Democracia y dignidad

  • Aquiles Córdova

Uno de los aspectos más ciertos y sombríos de la antidemocracia reside en lo que se ha dado en llamar la “instrumentalización” del hombre. Consiste dicha instrumentalización, grosso modo, en que el líder, el hombre de poder, “usa”, utiliza a los ciudadanos de su área de influencia, como simples instrumentos, como cosas útiles, para sus fines inmediatos y mediatos, sin importarle para nada la opinión que de sus acciones puedan tener esos hombres, esos seres humanos.

El cacique, el representante del partido del gobierno, se apodera de los hombres, los hace suyos, los declara de su propiedad privada y de su uso exclusivo, como lo haría con un par de zapatos o con una bicicleta, sin que en tal acción cuente para nada la voluntad de las víctimas. El poder absoluto, arbitrario, antidemocrático, pues, tiene como una de sus características esenciales, de acuerdo con esto, el menosprecio total del individuo, la negación total del derecho y la capacidad de la persona humana para tomar decisiones y actuar por sí misma. El poder arbitrario da por descartado que lo que es bueno para él es bueno para todos y, por tanto, que se le debe acatamiento ciego. Esto es, que el poder absoluto niega por principio el derecho a la disidencia y a la oposición.

De aquí se deduce, por tanto, que la democracia, si es verdadera, si es genuina, tiene que comenzar su lucha, su autoconstrucción, por la tarea de despertar en los oprimidos la conciencia de su dignidad, de su valer personal; la conciencia de que toda obediencia ciega, todo sentimiento a la instrumentalización, venga de donde venga, de izquierdas o derechas, es una ofensa gravísima a su capacidad de pensar y obrar por sí misma y una prueba segura de que quien obra de esa manera es un farsante, es un enemigo de la verdadera y auténtica democracia, aunque afirme y jure lo contrario.

Los verdaderos luchadores por la democracia tienen que esforzarse por despertar en la gente el pensamiento vivo, creador y rebelde, por hacer consciente a la gente de su valor, de sus capacidades, de su decoro y dignidad de seres humanos. Sólo de esta manera se logrará construir un movimiento hecho con gente consciente, realmente participativa y realmente defensora de sus propios intereses e ideales.

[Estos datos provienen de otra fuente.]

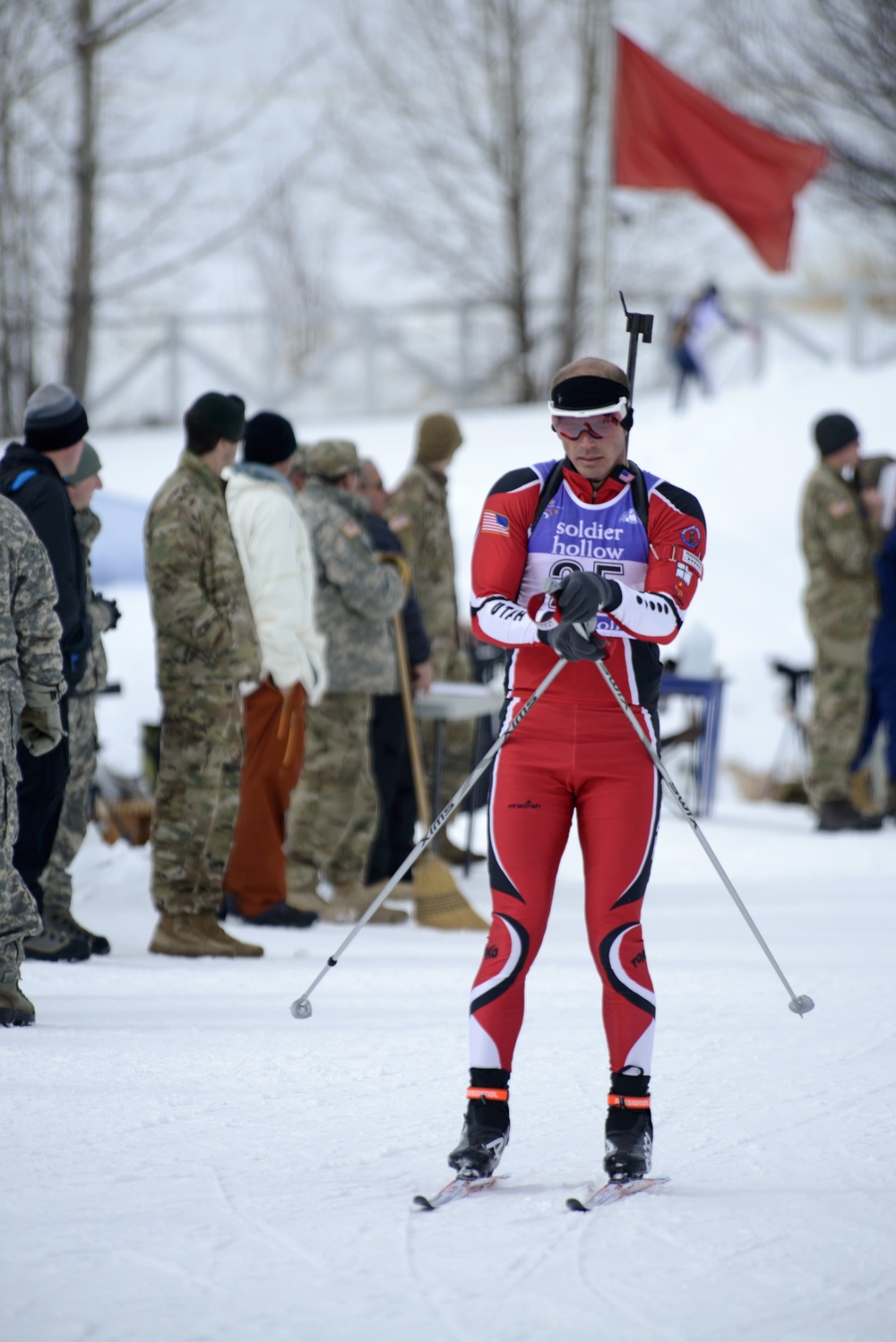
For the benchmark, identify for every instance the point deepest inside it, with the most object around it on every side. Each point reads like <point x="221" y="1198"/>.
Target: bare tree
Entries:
<point x="19" y="215"/>
<point x="828" y="70"/>
<point x="475" y="153"/>
<point x="294" y="278"/>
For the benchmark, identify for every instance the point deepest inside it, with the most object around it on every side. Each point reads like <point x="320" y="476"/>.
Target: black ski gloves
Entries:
<point x="580" y="596"/>
<point x="569" y="644"/>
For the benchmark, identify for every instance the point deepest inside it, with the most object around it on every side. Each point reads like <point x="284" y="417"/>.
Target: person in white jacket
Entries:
<point x="278" y="563"/>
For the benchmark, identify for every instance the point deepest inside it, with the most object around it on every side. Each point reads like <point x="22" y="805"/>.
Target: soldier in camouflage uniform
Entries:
<point x="205" y="646"/>
<point x="334" y="810"/>
<point x="82" y="721"/>
<point x="418" y="512"/>
<point x="839" y="541"/>
<point x="31" y="684"/>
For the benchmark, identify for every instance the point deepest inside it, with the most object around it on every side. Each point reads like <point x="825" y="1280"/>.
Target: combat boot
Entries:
<point x="628" y="1145"/>
<point x="15" y="1008"/>
<point x="64" y="922"/>
<point x="194" y="935"/>
<point x="486" y="1129"/>
<point x="56" y="945"/>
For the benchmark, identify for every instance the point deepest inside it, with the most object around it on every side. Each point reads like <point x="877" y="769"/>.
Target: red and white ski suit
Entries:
<point x="575" y="752"/>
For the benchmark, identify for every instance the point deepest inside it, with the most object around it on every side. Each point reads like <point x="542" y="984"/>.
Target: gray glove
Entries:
<point x="39" y="721"/>
<point x="572" y="646"/>
<point x="580" y="596"/>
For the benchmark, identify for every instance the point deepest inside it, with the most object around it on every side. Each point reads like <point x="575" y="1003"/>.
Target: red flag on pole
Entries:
<point x="671" y="136"/>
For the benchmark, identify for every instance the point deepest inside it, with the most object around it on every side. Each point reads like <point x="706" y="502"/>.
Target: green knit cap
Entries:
<point x="88" y="466"/>
<point x="437" y="438"/>
<point x="223" y="414"/>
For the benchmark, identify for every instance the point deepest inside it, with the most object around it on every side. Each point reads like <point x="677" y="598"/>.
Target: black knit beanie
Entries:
<point x="221" y="414"/>
<point x="269" y="439"/>
<point x="54" y="419"/>
<point x="834" y="431"/>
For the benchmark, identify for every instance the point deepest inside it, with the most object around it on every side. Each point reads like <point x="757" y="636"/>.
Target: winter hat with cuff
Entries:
<point x="437" y="438"/>
<point x="88" y="466"/>
<point x="269" y="439"/>
<point x="333" y="458"/>
<point x="54" y="419"/>
<point x="221" y="414"/>
<point x="834" y="431"/>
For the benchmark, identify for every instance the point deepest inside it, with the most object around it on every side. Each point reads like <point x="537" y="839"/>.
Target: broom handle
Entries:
<point x="410" y="722"/>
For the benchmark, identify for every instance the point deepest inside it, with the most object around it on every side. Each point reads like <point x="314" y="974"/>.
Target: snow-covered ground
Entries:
<point x="185" y="1163"/>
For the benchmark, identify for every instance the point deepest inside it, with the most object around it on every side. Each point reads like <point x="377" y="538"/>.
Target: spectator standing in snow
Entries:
<point x="334" y="813"/>
<point x="275" y="553"/>
<point x="418" y="512"/>
<point x="388" y="733"/>
<point x="205" y="646"/>
<point x="840" y="538"/>
<point x="693" y="323"/>
<point x="83" y="745"/>
<point x="879" y="476"/>
<point x="32" y="476"/>
<point x="31" y="687"/>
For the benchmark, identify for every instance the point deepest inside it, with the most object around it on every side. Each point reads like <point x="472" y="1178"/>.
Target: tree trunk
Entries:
<point x="81" y="286"/>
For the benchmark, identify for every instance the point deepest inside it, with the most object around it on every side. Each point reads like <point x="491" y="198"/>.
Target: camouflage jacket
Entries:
<point x="88" y="526"/>
<point x="204" y="630"/>
<point x="418" y="512"/>
<point x="356" y="596"/>
<point x="30" y="628"/>
<point x="839" y="542"/>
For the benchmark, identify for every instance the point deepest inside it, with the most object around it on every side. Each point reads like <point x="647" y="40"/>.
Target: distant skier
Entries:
<point x="626" y="547"/>
<point x="691" y="325"/>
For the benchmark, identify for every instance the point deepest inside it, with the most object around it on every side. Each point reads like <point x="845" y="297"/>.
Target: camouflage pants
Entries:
<point x="197" y="796"/>
<point x="73" y="822"/>
<point x="334" y="811"/>
<point x="19" y="916"/>
<point x="458" y="737"/>
<point x="839" y="716"/>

El caudillismo, del que tanto se reniega pero que tanto se practica en las agrupaciones autodenominadas revolucionarias, no es, en su esencia, otra cosa que una instrumentalización sui generis de la gente: el caudillo sustituye (y por tanto nulifica) a la masa con su propio valor, inteligencia e iniciativa. La masa, entonces, queda reducida a ser el glorificador pasivo, el admirador incondicional de las hazañas del caudillo.

De donde se deduce que sin dignidad no hay democracia, aunque sobre nuestras cabezas caiga, como en el caso del caudillismo, una catarata de elogios y bellas promesas de las que, para su consecución, de todos modos, quedamos excluidos.